Can't Stand the Heat

On the Steamy Side

Just One Taste
by Louisa Edwards
(St. Martin’s, $7.99, R) ISBN 978-0312-35647-7
This book is part of a series entitled “Recipe for Love.” Obviously it centers on the food world and in this case, on a guy who is working his way out of the world of con artists and into legitimacy. The heroine is a nerdy scientist who was raised as a prodigy and is a disappointment to her highly-regarded professional parents. Some of the characters from previous stories play roles. Just One Taste stands on its own, even though it is evident that previous stories covered some of the details. Unfortunately the story was slow and plodding at times, the characters were often apart, and the secondary romance almost took center stage.

Wes Murphy grew up with his father, who was a two-bit con artist. He got cornered during one con that resulted in arrest. Since Wes was a juvenile, he got sent to a halfway house where a wonderful woman took him under her wing and introduced him to the joys of cooking. Wes is enrolled at a Culinary Institute and is attempting to finish so he can get a job in a great restaurant and start his career. His new professor of Food Chemistry is none other than lofty scientist Rosemary Wilkins, a child prodigy made famous by her mother in a book that told Rosemary’s story. Rosemary is extremely intelligent, can spout scientific facts like an encyclopedia and is beautiful to look at. What she is not is street smart or relationship savvy.

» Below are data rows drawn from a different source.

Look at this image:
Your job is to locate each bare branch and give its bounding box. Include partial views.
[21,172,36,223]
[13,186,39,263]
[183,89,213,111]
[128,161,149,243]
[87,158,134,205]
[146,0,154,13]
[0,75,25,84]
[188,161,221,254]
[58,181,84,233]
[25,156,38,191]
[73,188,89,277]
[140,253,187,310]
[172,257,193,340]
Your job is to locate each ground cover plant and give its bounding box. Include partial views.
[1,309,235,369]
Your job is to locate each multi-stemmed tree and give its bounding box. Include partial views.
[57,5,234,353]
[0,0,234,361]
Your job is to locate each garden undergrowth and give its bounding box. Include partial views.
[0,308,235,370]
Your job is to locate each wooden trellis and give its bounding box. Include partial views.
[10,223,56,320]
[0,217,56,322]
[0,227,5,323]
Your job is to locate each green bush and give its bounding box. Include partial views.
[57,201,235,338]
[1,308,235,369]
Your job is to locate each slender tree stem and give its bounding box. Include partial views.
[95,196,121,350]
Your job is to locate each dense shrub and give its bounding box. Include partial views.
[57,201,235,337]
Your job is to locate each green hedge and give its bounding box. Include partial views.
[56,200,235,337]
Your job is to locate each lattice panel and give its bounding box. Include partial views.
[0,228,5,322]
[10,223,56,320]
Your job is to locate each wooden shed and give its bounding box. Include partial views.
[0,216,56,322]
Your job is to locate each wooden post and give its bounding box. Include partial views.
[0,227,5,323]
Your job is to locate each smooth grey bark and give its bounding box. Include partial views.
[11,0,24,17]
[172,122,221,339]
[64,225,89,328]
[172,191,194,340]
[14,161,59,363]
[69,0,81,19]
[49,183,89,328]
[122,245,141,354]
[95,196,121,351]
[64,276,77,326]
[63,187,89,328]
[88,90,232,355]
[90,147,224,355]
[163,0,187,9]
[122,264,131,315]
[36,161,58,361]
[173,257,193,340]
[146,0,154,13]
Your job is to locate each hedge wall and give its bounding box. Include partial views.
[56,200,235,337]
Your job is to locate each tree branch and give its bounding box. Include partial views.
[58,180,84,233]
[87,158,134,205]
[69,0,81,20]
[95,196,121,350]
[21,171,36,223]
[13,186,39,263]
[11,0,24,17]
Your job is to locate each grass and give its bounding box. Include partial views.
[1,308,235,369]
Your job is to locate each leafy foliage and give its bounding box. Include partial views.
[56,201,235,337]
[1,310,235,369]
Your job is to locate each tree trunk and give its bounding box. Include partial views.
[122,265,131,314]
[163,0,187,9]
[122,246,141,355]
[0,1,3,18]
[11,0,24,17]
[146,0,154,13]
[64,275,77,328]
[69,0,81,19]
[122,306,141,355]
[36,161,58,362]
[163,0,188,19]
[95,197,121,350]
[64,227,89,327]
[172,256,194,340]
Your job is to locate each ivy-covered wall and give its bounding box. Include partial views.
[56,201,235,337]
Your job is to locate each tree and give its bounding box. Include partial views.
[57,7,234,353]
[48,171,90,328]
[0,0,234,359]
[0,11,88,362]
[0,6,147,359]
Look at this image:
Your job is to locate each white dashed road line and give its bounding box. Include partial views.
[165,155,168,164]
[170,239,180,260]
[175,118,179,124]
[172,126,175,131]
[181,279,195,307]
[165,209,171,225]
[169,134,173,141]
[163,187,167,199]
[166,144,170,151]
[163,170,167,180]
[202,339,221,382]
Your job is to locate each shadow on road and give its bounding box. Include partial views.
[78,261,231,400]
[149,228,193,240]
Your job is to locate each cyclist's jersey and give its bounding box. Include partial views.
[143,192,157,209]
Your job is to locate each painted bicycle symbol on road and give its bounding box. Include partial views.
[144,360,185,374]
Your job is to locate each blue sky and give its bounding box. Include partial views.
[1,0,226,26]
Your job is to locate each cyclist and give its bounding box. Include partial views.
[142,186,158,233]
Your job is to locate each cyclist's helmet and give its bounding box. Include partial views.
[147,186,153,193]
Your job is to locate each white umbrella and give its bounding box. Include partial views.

At first, Wes decides to use his attraction as a way to get a good grade, but very quickly realizes that his attraction is more than that. He approaches Rosemary with the idea for a final paper that involves researching aphrodisiacs and their real effects. Rosemary is snookered in and they eventually make love. When the Director of the institute, who never has liked Wes, discovers their relationship, he threatens to destroy Rosemary’s career if Wes doesn’t leave.

So without further ado, Wes joins the Market Restaurant crew on an “externship” assignment. He is distraught that he had to break both his own and Rosemary’s heart, but is thrilled to be able to work alongside Chef Adam Temple and his sous chef Frankie Boyd. Ultimately, Rosemary tracks him down and they try to figure out a way to have a relationship. But Wes’ past comes back to haunt him when his father finds him and smells a con with Rosemary and her money.

Rosemary is the predictable nerd one would expect – a woman who is successful in her field but totally without self-esteem in her relationships. In fact, it appears she has no friends nor has she ever had a male friend. Wes is a bit of a modern day rake, convinced that no one could ever love him due to his past and the fact that he is just one shady deal away from being just like his father. I found their interplay fun and engaging, but there wasn’t much of it. The sex was hot but they were apart as much as they were together. And when they were apart, they tormented their own psyches with all their negative thinking. This made it difficult to stay engaged in their romance.

The two that almost stole the show was the romance between Frankie and his gay lover, Jess, who happened to be a waiter at the Market. Jess and Wes become good friends and Wes plays an integral part in getting these two back together. It is clear there is history dating back to the other stories in the series, but it is easy to see how these two got where they are. The resolution of their love story was energetic and fun to watch develop.

I wanted to enjoy Just One Taste but I found myself plowing through parts and forcing myself to pick up the book at times. It was easy to be frustrated with two people who had gotten beyond their childhoods in every way except in their heads. And their journey tofigure it out did not have the right flavor to keep me turning the pages with anticipation. Fans of the series may find it different, but for me, I could have used some different spices in this tale.